If the thing that hits you also disrupts your routine, you're in real trouble. Sometimes life can throw things at you that take away your motivation and your routine. Then you're in real trouble.

Personal anecdote: I lost my job a while ago, through no fault of my own. I've never lost a job, ever. My lunch time was my workout period and I worked in the same building as my gym. I missed about six weeks of going to the gym, and I ate like crap because I was depressed. All the while I wanted to go to the gym, because I love it. But I just lacked any motivation. I also didn't do other stuff I loved either.

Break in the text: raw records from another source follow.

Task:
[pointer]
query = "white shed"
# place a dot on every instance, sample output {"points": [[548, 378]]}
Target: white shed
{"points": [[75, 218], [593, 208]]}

I'm over that and back at it now, but I am pretty astounded by my strength losses from a poor diet/inactivity for what was a relative short period of time. Five weeks back on my routine and I still haven't recovered. At the end of last year, I pulled 450lbs after maxing my squat. The other day I failed on 365. Loading up a measly 205 on the bar for front squats hurts my rib cage. I miss all my stabilizer muscles.

I miss my gymbros, too. Now I'm going to a new gym closer to my new job, and it's like starting over. My old gym was like Cheers, everybody knew me. Now I'm just that guy who quietly hangs out by the squat rack. I know I'll reach my goals, but it'll just take longer now. It really sucked, and I shocked myself by how I responded to losing a job because I'm not one to let my work define me.

Sometimes life can take you by surprise and it will kick your ass. No amount of routine or motivation in the world can help if you stop caring about yourself.